E mandou essa pérola:

“Parabéns à equipe de Marathon pelo lançamento! Não deixem que pequenos projetos indie uma vez que oriente passem despercebidos só porque Slay the Spire 2 foi lançado.”

Sim.

Basicamente eles chamaram o próprio jogo deles de indie minúsculo enquanto o jogo AAA da Bungie estava ali tentando competir.

O problema?

A internet tem duas velocidades:

E evidente que muita gente imediatamente achou que aquilo era uma alfinetada direta na Bungie.


Depois da repercussão, a Mega Crit precisou voltar e explicar a situação.

Segundo o estúdio:

“Não era para ser uma indireta, estávamos sendo sarcásticos.

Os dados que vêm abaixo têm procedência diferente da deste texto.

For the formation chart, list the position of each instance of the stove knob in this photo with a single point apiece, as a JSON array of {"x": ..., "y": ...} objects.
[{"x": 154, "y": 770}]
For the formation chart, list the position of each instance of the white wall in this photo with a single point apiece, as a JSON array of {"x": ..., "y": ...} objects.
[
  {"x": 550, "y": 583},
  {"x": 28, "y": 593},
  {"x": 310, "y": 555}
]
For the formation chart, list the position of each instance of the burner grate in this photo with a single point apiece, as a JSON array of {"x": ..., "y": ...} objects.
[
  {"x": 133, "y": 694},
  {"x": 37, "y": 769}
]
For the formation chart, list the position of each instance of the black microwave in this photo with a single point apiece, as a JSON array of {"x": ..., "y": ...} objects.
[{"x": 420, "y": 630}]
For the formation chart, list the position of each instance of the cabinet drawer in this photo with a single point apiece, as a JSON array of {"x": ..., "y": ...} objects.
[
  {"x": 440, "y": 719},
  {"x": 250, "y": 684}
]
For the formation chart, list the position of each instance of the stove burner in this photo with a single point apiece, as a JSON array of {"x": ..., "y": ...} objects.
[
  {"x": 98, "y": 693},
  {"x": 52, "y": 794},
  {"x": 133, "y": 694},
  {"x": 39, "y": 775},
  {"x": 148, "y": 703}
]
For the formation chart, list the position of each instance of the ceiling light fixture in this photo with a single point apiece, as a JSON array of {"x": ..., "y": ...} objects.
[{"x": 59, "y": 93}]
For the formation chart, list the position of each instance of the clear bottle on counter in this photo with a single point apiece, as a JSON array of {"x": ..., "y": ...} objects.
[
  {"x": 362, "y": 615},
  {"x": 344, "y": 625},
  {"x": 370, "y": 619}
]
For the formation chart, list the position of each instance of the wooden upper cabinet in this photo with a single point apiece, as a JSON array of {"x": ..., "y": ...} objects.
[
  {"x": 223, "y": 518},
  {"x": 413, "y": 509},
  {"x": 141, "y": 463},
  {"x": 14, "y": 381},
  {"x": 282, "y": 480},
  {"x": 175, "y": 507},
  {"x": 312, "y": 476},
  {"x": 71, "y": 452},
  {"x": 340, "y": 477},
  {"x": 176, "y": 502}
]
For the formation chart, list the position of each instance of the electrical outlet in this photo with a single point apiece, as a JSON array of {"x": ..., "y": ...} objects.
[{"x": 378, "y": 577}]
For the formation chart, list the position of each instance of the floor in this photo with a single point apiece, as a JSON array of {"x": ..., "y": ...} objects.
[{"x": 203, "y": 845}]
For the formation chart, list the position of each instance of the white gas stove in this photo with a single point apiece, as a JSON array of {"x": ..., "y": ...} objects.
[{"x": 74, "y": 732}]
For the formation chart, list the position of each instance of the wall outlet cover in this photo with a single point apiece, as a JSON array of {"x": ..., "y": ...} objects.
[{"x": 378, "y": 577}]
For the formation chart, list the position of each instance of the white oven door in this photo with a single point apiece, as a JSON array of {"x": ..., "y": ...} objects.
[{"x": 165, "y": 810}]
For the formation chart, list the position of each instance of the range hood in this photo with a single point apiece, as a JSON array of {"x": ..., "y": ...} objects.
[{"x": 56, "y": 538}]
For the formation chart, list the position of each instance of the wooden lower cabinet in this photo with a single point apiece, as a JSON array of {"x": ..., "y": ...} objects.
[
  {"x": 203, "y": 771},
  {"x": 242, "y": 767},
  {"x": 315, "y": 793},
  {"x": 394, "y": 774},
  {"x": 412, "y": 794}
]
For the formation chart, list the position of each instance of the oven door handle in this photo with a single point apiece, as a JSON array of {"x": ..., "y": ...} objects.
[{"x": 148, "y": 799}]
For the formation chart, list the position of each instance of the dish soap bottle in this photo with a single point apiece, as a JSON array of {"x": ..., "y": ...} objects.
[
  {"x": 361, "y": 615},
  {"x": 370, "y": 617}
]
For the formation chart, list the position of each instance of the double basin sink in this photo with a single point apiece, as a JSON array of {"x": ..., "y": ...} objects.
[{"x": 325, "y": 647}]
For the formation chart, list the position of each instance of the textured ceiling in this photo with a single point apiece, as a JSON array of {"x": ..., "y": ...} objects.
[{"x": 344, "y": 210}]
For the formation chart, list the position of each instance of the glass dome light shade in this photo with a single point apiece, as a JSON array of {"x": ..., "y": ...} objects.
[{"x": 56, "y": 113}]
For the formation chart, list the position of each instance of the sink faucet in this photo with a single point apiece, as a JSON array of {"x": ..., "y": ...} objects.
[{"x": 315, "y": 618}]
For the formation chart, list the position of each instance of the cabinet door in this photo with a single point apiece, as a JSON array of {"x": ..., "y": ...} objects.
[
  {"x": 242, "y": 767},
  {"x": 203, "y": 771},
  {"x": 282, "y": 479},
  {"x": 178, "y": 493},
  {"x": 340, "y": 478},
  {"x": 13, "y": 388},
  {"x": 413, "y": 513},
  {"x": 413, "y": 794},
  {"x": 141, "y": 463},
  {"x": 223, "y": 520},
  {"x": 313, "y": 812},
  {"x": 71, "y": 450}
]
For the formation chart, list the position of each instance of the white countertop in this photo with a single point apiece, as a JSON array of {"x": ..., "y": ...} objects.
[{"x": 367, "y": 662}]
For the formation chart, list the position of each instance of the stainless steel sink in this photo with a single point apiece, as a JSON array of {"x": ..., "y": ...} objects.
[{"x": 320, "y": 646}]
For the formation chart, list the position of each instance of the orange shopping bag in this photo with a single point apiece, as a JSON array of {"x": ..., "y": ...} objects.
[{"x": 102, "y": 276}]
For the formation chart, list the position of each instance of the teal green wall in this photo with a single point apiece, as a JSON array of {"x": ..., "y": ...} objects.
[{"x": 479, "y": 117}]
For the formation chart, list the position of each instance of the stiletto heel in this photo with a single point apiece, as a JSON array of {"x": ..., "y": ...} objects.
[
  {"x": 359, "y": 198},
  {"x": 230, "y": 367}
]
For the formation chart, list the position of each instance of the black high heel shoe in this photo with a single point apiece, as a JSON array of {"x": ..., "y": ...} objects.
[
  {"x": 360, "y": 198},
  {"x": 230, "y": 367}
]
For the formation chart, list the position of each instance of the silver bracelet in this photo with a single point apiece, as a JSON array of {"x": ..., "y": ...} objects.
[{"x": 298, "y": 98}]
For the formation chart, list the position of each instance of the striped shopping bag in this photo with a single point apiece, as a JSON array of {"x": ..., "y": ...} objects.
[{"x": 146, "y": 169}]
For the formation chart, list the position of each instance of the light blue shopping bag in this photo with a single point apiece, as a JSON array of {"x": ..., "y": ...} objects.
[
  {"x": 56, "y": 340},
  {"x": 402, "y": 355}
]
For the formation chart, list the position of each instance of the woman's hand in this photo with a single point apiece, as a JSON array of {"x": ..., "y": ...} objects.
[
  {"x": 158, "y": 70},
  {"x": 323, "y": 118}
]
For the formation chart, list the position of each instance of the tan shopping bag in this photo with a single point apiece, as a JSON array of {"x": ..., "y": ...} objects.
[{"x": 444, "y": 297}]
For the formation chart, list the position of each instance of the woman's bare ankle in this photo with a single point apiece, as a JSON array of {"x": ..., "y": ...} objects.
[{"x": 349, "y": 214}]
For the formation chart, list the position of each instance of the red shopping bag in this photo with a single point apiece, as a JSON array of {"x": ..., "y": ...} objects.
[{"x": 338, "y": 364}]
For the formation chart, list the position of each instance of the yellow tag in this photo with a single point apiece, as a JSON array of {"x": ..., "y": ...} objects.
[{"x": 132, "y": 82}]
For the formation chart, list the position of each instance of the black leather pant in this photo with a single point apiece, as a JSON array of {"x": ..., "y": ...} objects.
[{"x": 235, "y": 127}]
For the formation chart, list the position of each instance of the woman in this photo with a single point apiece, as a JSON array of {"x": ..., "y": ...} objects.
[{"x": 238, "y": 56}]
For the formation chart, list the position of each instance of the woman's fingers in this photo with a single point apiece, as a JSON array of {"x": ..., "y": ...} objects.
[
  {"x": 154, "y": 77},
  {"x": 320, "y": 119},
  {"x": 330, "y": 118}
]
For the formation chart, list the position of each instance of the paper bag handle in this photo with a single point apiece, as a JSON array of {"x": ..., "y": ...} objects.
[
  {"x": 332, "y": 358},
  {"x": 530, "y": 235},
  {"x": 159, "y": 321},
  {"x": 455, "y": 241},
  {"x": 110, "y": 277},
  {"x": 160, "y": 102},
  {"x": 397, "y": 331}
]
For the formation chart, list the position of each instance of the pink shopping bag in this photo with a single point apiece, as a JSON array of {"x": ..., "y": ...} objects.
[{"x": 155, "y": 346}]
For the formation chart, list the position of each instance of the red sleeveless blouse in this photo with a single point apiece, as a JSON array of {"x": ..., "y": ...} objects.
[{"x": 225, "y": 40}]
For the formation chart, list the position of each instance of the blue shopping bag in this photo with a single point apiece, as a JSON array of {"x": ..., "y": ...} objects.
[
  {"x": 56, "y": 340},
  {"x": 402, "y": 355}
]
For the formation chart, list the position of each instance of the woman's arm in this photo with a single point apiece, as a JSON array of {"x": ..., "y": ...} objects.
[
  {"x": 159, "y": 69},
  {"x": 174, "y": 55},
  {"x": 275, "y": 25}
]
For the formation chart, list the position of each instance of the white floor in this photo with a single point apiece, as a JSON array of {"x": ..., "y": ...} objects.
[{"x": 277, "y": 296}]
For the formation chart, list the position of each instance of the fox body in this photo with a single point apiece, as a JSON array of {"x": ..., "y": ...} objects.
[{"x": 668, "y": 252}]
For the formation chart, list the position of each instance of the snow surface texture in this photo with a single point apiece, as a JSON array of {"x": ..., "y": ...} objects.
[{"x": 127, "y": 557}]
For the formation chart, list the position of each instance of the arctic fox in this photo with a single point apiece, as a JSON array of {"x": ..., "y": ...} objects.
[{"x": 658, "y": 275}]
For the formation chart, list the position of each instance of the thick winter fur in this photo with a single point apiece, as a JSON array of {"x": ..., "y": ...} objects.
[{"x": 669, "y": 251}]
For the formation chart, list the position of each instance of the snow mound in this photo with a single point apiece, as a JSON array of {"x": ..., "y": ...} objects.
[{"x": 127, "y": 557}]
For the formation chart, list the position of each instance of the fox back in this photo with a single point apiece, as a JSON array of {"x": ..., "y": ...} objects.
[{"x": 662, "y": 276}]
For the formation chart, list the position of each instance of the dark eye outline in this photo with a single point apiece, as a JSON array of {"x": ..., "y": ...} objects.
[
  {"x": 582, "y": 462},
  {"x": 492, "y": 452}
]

Não imaginávamos que a repercussão seria tão grande.”

Tradução livre para linguagem da internet:

“Calma gente, era só uma zoeira.”

E honestamente?

Era muito evidente que era sarcasmo.

Mas a internet tem uma regra muito simples:

se existe a possibilidade de produzir drama, alguém vai produzir.


Outro pormenor curioso é que nem a própria Mega Crit esperava esse nível de sucesso repentino.

Até porque Slay the Spire 2 ainda está em aproximação antecipado.

Ou seja:

tecnicamente o jogo nem está pronto ainda.

Sim.

O jogo incompleto conseguiu mais de 430 milénio jogadores simultâneos.

Enquanto muitos jogos AAA completos lutam para chegar a 100 milénio.

Se isso não prova o poder de um bom jogo indie, eu não sei o que prova.


Enquanto isso, o outro lado da história também trouxe um pormenor curioso.

A Bungie pediu para que os sites aguardem até o final de março para publicar análises de Marathon.

O motivo?

Segmento do teor endgame só será liberado na segunda metade do mês.

Ou seja, a teoria é que as análises levem em consideração a experiência completa.

Agora vamos trasladar isso para a língua gamer:

“Calma aí que o jogo ainda vai melhorar.”

E olha… isso acontece bastante hoje em dia.

Jogos modernos frequentemente chegam com teor sendo liberado gradualmente.

A diferença é que agora isso acontece enquanto outro jogo já está quebrando recordes ao lado.


Essa história também reforça uma tendência que vem acontecendo há anos.

Jogos AAA gigantes continuam dominando marketing e trailers cinematográficos.

Mas jogos indie frequentemente conseguem um tanto que verba não compra:

um gameplay absurdamente viciante.

O primeiro Slay the Spire já era um fenômeno.

Ele praticamente definiu o gênero de deckbuilding roguelike moderno.

E agora a sequência parece estar repetindo a fórmula.

Enquanto isso, Marathon tenta encontrar seu espaço em um mercado de shooters que já tem concorrentes gigantes.

Entre eles:

  • Escape from Tarkov

  • Apex Legends

  • Destiny 2

Ou seja…

não é exatamente um gênero fácil de dominar.


Se existe uma prelecção nessa história toda, ela é simples:

No mundo dos games, ideias boas ainda valem mais que orçamento gigantesco.

Slay the Spire 2 prova isso novamente.

Um jogo de cartas, com estética simples e mecânicas extremamente muito pensadas, conseguiu atrair centenas de milhares de jogadores no lançamento.

Enquanto isso, Marathon ainda está tentando encontrar seu público.

E isso não significa que Marathon seja um fracasso.

Muito longe disso.

Mas mostra que o mercado de games continua imprevisível.


Se essa história fosse um filme dos anos 80, seria um tanto assim:

  • o estúdio AAA chega com um tanque de guerra

  • o estúdio indie aparece com um estilingue

  • e somehow… o estilingue ganha

E no termo das contas isso é ótimo para os jogadores.

Porque significa que o que realmente importa continua sendo:

um jogo recreativo.

Mesmo que ele seja feito por um estúdio pequeno…

E mesmo que ele custe uma fração do orçamento de um AAA.


💾 RumbleTech avisa:

Quando um jogo em aproximação antecipado bate 430 milénio jogadores simultâneos, fica evidente que um tanto muito notório foi feito.

E quando isso acontece no mesmo dia que um shooter AAA chega ao mercado…

bom…

digamos que a ironia da situação escreve a manchete sozinha.